30 On the southern side of the southern intersection, there is a new dwelling (of what one might delicately describe as unusual and eclectic design in its context) erected on the southern side of that corner which dwelling appears to have as its only available private open space being in the front setback. I have no plans for that dwelling and I have no indication as to whether or not that is accompanied by proposed fencing similar to that which is proposed in this application.

31 It was Mrs Theobold’s evidence, in response to questions that were put to her, that there was quite a deal of pedestrian and vehicle traffic to the fish and chip shop immediately to the north of her property and that that particularly happened in the summer. As a consequence, she was concerned about additional parking. However, it also follows from her evidence that, at least in the summer time, it is reasonable to expect that there will be a deal of pedestrian traffic in the vicinity of the site.

32 All of the remaining development that I observed in this precinct has no equivalent remotely resembling that which is proposed by the applicant in the front setback area.

33 The Council acknowledges that this site almost fitted a classic template for a dual occupancy development. The constraints that exist for dual occupancy development on the site are created by two factors.

34 The first is the building line set in the streetscape, as discussed by Hoffman C, of 12 to 14 m and the second is the constraints that flow from the applicant having chosen to build the structure for which the applicant has been given consent and is now erected on the site.
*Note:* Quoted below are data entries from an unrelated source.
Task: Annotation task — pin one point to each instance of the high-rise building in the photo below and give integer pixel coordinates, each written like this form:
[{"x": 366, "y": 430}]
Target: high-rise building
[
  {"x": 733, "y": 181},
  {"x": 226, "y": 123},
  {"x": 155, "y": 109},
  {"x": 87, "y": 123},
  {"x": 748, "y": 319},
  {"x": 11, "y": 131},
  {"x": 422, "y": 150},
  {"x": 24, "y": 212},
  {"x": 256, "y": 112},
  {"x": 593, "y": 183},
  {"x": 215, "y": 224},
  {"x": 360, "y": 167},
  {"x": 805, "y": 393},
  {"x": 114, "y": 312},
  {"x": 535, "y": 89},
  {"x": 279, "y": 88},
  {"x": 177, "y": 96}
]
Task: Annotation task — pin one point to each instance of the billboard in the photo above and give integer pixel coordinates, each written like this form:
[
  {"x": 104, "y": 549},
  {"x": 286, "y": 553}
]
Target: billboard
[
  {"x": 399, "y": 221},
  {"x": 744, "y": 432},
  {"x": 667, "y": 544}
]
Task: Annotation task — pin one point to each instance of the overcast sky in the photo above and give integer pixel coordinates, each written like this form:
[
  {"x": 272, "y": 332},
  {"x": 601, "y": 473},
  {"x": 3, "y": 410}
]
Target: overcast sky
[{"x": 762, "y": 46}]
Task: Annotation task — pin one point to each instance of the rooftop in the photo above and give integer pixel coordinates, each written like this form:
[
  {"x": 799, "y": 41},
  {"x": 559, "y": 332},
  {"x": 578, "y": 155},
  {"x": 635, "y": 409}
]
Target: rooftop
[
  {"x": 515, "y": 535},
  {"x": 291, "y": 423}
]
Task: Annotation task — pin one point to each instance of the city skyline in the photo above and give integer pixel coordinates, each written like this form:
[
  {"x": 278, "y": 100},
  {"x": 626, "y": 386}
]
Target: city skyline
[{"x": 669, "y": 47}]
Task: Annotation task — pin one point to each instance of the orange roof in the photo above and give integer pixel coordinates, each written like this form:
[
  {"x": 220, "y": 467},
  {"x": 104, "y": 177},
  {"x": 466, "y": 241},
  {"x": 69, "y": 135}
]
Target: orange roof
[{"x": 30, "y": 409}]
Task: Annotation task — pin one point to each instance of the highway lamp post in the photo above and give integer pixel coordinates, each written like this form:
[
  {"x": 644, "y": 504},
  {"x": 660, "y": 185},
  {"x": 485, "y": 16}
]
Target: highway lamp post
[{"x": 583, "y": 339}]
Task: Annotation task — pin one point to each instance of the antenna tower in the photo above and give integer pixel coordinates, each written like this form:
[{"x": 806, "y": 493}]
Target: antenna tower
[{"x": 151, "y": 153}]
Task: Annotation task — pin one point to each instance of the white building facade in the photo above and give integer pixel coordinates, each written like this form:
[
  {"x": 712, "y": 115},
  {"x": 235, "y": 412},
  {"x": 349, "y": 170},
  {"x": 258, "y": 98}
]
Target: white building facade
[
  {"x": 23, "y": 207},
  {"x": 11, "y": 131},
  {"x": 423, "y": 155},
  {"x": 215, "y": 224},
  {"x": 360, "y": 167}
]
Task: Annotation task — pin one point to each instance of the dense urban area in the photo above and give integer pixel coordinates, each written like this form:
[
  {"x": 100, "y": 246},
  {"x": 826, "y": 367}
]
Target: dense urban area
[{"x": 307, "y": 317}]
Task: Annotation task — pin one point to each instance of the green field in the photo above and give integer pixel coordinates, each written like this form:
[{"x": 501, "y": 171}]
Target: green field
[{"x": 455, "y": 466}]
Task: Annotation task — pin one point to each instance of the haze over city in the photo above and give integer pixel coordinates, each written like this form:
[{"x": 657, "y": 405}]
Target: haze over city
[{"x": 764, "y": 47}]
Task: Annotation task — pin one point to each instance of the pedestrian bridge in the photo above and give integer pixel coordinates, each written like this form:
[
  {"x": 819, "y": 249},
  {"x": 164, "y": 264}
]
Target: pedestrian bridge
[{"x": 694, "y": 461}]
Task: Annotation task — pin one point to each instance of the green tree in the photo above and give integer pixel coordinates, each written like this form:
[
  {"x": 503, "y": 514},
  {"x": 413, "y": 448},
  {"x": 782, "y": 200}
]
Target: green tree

35 A different development could possibly have made different and compliant provision for private open space that was not in the front setback. Private open space in the front setback is going to be entirely alien and out of character in the streetscape.

36 The nature of the front fencing and landscaping will be unexceptional but that which will be viewed behind it will be a 1.5 m high fence which will have, in its appearance, a deal of solidity. This fence will need to be (as it is proposed to be) sufficiently high to provide privacy to this space. This will effectively eliminate many of the benefits of the easterly and south-easterly aspect that might otherwise be enjoyed by persons casually standing in the front yard of the site.

37 This proposed arrangement is entirely out of character with the area and its streetscape and is sufficiently alien to warrant refusal of the appeal on that basis on first principles.

38 As I have reached that conclusion I do not need to consider whether any of the other matters of numerical compliance or otherwise have any merit or not.

39 The appeal therefore is dismissed; the development application for the dual occupancy development is determined by refusal for development consent and the exhibits are returned.